魔王じゃないもんっ!
「第7話 姐御じゃないもんっ!」


−9−

(何なんだこの女)

 拳が当たらない。
 ストレート、フック、ジャブすらも。

 蹴りが当たらない。
 ハイキックはもちろん、ミドル、ローすらも。

 攻撃力重視の攻撃から、牽制の避けにくい攻撃もすべて躱される。
 躱し方はどれも、身体の位置を動かすだけ。
 最小限の動きで、勇司の攻撃をすべて回避している。
 それだけでも不可解なのに、時折色香が放つ攻撃が不気味だった。
 基本的に蹴りが主体だが、そのすべてがクリーンヒット。にもかかわらず、威力がほぼ無いに等しい。
 子供にはたかれた程度しかないのだ。
(なんだこれは)
 繰り出す攻撃はすべて当たらず。
 相手の攻撃はすべて避けられないくせに威力が無い。
(手加減されてる? この俺が?)
 そう思う中あることに気が付いた。
 徐々に、本当にわずかだが、相手が繰り出す攻撃の威力が上がってきている。
(……どういうことだよ)
 色香は勇司の中で生まれた疑念をあざ笑うかのように、涼しい顔をしてこちらの攻撃を避け続ける。
 勇司は背筋に冷たいものを感じた。
 最初は所詮女の攻撃だと、蚊に刺された程度の痛みしか感じなかった。
 だが今はどうだ。

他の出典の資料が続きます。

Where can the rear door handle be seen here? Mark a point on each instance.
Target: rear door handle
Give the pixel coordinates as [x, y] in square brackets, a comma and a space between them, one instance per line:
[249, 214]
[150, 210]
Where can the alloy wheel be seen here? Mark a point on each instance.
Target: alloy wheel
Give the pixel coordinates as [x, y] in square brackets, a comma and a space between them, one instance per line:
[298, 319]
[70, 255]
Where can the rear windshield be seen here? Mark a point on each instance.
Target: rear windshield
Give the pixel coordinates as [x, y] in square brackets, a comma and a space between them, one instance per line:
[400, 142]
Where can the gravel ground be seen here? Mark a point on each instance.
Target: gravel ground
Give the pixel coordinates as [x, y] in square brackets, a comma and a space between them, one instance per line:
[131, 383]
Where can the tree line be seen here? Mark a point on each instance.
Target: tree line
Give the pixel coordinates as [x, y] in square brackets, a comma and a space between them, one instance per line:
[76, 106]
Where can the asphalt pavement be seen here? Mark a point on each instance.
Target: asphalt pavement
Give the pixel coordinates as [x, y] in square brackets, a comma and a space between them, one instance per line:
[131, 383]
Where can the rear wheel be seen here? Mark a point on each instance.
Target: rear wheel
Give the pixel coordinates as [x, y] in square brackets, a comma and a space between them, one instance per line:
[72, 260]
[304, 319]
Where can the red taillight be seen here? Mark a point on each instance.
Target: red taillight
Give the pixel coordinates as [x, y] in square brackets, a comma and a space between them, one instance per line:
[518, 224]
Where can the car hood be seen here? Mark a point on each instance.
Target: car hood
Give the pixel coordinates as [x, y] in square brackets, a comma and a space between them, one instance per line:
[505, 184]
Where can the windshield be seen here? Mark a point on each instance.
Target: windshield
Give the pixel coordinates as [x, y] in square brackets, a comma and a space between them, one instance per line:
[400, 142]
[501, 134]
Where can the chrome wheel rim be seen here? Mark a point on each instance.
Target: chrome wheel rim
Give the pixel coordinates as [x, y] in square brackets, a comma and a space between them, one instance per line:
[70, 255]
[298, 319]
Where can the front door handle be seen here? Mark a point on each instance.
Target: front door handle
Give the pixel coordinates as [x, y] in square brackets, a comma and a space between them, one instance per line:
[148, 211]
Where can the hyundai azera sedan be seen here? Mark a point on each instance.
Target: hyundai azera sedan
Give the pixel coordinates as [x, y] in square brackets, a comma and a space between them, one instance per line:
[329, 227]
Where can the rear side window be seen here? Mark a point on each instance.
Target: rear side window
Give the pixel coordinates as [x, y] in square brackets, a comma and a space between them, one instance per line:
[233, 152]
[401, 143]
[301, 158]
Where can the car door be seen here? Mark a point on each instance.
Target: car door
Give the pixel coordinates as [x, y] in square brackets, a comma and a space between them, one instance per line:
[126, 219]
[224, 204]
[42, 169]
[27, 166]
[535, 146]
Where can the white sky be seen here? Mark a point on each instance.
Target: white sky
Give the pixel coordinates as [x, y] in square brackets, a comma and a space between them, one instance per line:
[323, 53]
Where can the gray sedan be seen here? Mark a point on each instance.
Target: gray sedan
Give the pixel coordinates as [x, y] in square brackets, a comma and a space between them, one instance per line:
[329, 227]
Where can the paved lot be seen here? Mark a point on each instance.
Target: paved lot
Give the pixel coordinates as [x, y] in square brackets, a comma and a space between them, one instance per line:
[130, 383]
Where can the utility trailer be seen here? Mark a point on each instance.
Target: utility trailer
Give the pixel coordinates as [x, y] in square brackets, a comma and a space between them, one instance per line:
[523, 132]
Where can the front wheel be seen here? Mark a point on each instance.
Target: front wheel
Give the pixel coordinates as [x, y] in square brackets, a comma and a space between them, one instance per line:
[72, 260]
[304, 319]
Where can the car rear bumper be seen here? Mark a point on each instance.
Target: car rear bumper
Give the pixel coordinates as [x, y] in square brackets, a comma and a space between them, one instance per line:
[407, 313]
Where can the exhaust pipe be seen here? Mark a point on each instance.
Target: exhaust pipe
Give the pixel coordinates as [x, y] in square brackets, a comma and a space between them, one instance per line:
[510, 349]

今は確かな痛みを覚えている。
 まだ分厚い筋肉のおかげで致命打となってはいないが、このまま威力が上昇していったら?
 立て続けて攻撃をしているために噴き出していた汗、それとは違う種類の汗が流れてくるのを感じた。

 華麗に避け、華麗に当ててくる。
 見惚れるような動きだった。
 怯えきっていた行列客たちもこの女の動きに見入っている。
 運動量を最低限に抑えているにしても、この女は息切れすらしていない。

 どういうことだ。
 どういうことなんだよっ!

 それは明確な恐怖だった。
 しかしこのまま引き下がるわけにはいかない。
 負けるわけにはいかない。
 自分にとってケンカで負けることは破滅を意味する。相手が女なら尚更だ。

 しかし、勝てる気がしない。

 じわじわ上がっていく攻撃力。
 嬲り殺しとはこのことだった。そして、精神的な苦痛だけだった時間が、明確な肉体的な苦痛が伴うようになった。

 倒れるほどではない。
 まだまだ耐えられる。けれど、こんな状態が、攻撃に耐えられなくなるまで続くのか?

 もうカンベンしてくれ。
 いっそ一撃で沈めてくれ。

 まだまだ強い攻撃ができるんだろう。
 こんな気の狂いそうな方法で痛めつけないでくれっ!

 いっそ逃げ出したいと思ったが、プライドがそれを許さない。

「おーい、色香。何やってんだ?」

 そこに、場の空気にそぐわない、暢気な声が響いた。
 声の主は背の低い金髪の男だ。

「お兄様っ!?」

 女の表情が変わる。
 それとともに、迫っていた蹴りのスピードが増した。

 わき腹にクリーンヒットする、美しい足。
 その威力は、勇司の意識を失わせるのに充分な破壊力だった。